The British had been putting pressure on the eastern seaboard, where Robert Ross's force had burned public buildings in Washington on 24 August. The one gleam in an otherwise gloomy picture for the Americans was the Fort McHenry bombardment at Baltimore, where the surviving flagstaff inspired Francis Scott Key three days after Prevost's retreat from Plattsburg. As fall and winter approached, nothing permanent has been achieved in any northern theatre. The one remaining major military operation of the war, the assault on New Orleans, climaxed on 8 January 1815 with the appalling loss of over 2,000 British regulars before the cotton bale palisades of Andrew Jackson's defenders.

The American government, deep in the gloom of March 1813, had agreed to an offer from the czar of Russia to mediate, and had hurried a negotiating team to St. Petersburg to conclude peace. Britain declined comment until the new year, 1814, when, while rejecting the czar's offer of mediation, she offered to negotiate directly with the United States. It was not until after Napoleon's defeat that the meeting place of Ghent was agreed to, by which time British public opinion was calling for punishment of the United States rather than negotiation. The negotiations commenced in August, with British demands being somewhat severe. As time, however, brought news of Prevost's retirement, the inconclusive coastal expeditions and growing uneasiness in Europe, these demands were eased. Moderation was further supported by the Duke of Wellington, who argued against excessive British claims.

The belligerency of both sides faded as Christmas approached, and the earnest desire of both parties to conclude matters produced a peace settlement on Christmas Eve, 1814, based on status quo ante bellum. None of the original problems which had led to the war were resolved. The neutrality of the settlement left resolution of the differences which caused the war to the years ahead.
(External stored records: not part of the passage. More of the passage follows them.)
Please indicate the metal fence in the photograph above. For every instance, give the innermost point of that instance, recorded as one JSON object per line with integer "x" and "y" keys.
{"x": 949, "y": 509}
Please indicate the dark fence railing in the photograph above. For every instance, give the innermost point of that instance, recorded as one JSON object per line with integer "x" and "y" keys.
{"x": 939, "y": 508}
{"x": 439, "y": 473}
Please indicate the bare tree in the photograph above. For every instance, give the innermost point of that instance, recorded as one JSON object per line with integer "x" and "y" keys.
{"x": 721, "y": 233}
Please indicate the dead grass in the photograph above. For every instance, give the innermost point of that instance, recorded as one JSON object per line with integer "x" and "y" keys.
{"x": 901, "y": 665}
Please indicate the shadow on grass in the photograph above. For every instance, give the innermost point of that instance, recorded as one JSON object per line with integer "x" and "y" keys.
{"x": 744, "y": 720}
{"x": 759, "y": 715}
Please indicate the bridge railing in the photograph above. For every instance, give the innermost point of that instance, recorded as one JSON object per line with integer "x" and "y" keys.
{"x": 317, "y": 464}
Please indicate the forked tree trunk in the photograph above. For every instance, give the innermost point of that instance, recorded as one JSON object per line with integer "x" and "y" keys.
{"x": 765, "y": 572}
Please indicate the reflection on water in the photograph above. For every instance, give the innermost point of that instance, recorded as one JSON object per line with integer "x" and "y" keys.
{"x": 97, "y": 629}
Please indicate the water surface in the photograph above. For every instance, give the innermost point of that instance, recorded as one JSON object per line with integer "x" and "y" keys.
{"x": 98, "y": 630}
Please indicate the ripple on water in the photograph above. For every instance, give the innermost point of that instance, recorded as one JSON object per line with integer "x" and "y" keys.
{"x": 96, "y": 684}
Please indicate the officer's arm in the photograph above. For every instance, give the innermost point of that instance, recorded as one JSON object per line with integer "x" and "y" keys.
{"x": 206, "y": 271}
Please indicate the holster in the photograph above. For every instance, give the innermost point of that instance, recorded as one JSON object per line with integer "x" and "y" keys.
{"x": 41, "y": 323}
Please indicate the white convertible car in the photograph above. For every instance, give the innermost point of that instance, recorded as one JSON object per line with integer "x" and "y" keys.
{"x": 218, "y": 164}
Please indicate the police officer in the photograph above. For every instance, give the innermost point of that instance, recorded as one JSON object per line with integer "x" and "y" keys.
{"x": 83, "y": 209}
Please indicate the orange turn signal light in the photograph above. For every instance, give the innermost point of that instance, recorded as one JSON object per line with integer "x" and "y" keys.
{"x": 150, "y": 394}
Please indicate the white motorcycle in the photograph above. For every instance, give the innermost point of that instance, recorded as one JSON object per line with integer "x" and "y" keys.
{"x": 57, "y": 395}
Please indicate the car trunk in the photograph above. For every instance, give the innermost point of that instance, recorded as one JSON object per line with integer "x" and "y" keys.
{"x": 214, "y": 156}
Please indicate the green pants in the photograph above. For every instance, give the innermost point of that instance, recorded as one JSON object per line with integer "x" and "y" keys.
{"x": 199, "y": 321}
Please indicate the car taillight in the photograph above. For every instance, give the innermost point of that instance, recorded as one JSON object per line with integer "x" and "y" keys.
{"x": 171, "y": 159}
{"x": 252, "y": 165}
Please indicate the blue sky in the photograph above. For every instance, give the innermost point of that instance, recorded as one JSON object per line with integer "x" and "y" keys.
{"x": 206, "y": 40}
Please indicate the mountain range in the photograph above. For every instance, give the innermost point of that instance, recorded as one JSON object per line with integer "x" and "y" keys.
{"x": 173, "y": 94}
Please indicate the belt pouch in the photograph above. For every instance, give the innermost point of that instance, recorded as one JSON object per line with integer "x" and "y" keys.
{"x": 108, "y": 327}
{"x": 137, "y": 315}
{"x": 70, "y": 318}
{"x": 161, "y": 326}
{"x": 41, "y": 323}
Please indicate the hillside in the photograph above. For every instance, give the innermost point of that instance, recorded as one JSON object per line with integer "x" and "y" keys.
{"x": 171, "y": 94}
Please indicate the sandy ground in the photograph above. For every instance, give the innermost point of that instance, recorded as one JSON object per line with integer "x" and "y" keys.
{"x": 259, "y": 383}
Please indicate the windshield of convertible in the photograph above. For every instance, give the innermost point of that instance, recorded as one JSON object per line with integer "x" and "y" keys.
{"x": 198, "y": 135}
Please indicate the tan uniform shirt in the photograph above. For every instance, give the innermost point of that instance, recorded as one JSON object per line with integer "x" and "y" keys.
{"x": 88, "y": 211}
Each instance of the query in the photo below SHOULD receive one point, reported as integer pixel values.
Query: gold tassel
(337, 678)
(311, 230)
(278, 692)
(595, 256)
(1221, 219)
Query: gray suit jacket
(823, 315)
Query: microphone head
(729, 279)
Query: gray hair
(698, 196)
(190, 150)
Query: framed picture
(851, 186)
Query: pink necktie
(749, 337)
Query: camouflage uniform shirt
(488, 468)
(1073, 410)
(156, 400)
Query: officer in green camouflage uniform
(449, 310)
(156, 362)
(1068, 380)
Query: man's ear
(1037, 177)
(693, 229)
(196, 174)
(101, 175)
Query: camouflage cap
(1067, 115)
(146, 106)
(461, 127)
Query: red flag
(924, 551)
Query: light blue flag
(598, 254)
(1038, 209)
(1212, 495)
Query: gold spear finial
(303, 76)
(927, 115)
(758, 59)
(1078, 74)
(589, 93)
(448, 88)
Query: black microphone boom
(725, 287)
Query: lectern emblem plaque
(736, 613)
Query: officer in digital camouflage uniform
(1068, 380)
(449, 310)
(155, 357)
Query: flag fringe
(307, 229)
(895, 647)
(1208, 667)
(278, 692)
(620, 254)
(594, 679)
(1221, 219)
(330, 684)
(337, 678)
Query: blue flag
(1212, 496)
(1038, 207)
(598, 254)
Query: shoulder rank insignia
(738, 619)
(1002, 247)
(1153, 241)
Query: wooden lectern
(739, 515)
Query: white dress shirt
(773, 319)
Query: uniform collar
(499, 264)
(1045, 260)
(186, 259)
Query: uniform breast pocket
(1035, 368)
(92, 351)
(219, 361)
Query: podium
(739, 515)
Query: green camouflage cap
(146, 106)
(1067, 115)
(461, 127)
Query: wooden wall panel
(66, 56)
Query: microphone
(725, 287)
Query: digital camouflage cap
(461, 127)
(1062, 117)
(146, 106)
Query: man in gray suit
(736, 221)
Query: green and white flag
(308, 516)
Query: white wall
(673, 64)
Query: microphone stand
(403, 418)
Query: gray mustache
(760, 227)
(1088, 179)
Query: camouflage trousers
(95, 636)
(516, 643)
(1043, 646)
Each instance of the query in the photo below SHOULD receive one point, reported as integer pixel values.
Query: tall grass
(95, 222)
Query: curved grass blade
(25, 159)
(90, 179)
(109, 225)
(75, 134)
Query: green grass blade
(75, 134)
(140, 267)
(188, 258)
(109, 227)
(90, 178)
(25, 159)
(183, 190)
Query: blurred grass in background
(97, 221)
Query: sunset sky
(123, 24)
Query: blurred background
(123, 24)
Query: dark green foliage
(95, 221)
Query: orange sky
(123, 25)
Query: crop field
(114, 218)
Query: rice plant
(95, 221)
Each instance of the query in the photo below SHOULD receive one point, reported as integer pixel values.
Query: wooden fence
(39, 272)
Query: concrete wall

Some historians speculate that the news of the British disaster at New Orleans, which arrived too late to influence the Treaty of Ghent, might have hardened the American position. Yet this position was fairly uncomplicated from the beginning; peace without any concessions. What it might have done was speed British determination to end the affair. This, too, was already present. Meanwhile the Canadian colonies realized that their existence had been preserved in no small part by their own work and determination.